I think one could add to your short list another which is implicit in his response that avoiding paying taxes is "smart" and in his history of refusing to pay bills accrued through contracts/agreements with other businesses and in his history of bankruptcies and buying off politicians (and bragging about how these served his personal financial ambitions), etc.
0 Replies
 
blatham
 
  5  
Thu 29 Sep, 2016 08:06 am
In contrast to my positive take on those three newspapers' editorial stance this cycle, Brian Beutler makes a very good case that their laudable present position/statements was preceded by a long history of something far less laudable:

Quote:
The Arizona Republic, which has “never endorsed a Democrat over a Republican for president” in 126 years, now finds that “Clinton has the temperament and experience to be president.” The Cincinnati Enquirer, which “has supported Republicans for president for a century,” admits that “Clinton is a known commodity with a proven track record of governing.” And the Dallas Morning News, which “has not recommended a Democrat for the nation’s highest office since before World War II,” lets on that “Clinton has spent years in the trenches doing the hard work needed to prepare herself to lead our nation.”

These are apt and welcome admissions against ideological interest, motivated explicitly by Trump’s moral ugliness and unfitness for the presidency.
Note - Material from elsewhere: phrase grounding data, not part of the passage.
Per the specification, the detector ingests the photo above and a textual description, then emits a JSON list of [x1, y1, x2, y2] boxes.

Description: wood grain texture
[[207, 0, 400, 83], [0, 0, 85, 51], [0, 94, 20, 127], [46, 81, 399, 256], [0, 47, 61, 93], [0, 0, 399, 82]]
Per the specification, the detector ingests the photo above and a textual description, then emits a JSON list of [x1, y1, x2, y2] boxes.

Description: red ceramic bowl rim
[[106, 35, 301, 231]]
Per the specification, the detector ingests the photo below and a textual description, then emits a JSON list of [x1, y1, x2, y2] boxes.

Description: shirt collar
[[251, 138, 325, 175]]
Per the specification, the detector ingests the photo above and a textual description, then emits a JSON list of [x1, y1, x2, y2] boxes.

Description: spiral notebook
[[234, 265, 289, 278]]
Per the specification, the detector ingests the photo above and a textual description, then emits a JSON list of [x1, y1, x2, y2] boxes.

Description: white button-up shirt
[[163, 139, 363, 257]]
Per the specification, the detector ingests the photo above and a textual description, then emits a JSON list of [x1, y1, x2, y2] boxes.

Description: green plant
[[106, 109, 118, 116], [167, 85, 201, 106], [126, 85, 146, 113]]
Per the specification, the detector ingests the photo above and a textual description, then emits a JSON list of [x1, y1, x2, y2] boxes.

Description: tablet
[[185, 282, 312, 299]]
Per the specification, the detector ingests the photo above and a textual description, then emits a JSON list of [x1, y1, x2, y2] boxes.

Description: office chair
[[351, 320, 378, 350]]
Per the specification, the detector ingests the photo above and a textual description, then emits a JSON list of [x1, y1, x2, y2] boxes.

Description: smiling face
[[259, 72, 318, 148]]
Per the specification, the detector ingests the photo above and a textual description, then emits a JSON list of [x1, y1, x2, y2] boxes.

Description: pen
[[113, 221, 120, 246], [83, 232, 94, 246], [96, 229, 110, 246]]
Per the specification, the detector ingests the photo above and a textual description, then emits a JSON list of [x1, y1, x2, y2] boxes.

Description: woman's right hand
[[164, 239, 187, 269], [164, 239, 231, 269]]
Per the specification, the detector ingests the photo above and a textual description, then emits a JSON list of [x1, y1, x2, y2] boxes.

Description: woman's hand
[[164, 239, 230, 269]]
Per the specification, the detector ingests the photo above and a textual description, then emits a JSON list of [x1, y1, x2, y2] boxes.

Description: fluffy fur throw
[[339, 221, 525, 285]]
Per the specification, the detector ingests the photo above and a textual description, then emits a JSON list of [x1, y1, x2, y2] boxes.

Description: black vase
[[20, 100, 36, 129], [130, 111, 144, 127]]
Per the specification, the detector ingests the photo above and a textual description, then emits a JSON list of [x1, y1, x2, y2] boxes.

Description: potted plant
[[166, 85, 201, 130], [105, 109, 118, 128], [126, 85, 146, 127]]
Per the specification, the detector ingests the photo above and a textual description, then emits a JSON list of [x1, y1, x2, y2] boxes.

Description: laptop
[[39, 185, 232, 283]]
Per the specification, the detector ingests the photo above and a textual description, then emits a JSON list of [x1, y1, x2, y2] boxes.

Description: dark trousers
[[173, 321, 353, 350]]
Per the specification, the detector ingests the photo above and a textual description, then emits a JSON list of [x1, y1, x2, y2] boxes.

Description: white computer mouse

But their timing is heavily suggestive of a lesson learned too late: that we should be faithful to reality in criticizing ideological foes and not tolerate others’ efforts to demean and slander them out of convenience.

These editorials, written by experienced conservative journalists, are implicit admissions that the overwhelming majority of horrifying, conspiratorial things conservatives and Republicans have said about Clinton over the years—from accusing her of murdering Vince Foster, to orchestrating and covering up the terrorist attacks in Benghazi, to endangering U.S. national security with her email setup—have been instrumentalist agitprop. Liberals have understood all along that Clinton’s depiction in right-wing circles is a grotesque caricature. But not everybody has been in on the scam. And it’s troubling that a true-to-life rendering only emerged now, six weeks before an election in which the very integrity of American democracy is at stake.
https://newrepublic.com/article/137307/oh-now-youre-ok-hillary-clinton
0 Replies
 
georgeob1
 
  0  
Thu 29 Sep, 2016 08:17 am
@blatham,
I believe I am viewing the present electoral contest far more realistically than are you.

I'll readiy concede that Trump is a bit of a bombast and hip-shooter, who flouts the conventional standards of (ahem !) serious political candidates , like, for example Hillary Clinton. There are indeed, as you say a number of Republican Papers, magazines (NRL is your example) and politicians who either oppose or are rather silent about him. No argument from me on any of those accounts.

However there is indeed widespread, and perhaps growing, popular support out there for his candidacy. His victory in the coming election is, at least, a significant possibility, and some might argue, likelihood. (indeed I detect a growing unease among the left wing pontificators here.) What is the cause of that? It isn't just Fox news ? Not likely : they have their counterparts on the opposite side of the poitical spectrum who just as relentlessly propagandzize with the same skill and energy.

My opinion is that we are encountering growing public opposition to and disguist with the evident political corruption of the current administration and the personal and political corruption of the current Democrat Candidate, coupled with disenchantment with the track record of public programs that accomplish little of what they promise, while delivering - at great cost - numerous adverse side effects, all while failing to address growing issues involving slow economic growth, steadily rising debt and increasing external security concerns.

Noting Trumps many imperfections does little to address those growing concerns, while the odor of corruption and political fixes surrounding Clinton undermines the effect of the vacuous promises she makes.

It is interesting to me, in terms of our different outlooks and backgrounds, that you are the one who appear to be more inclined to accept arguments based on the supposed authority of the authors. Ironic, isn't it?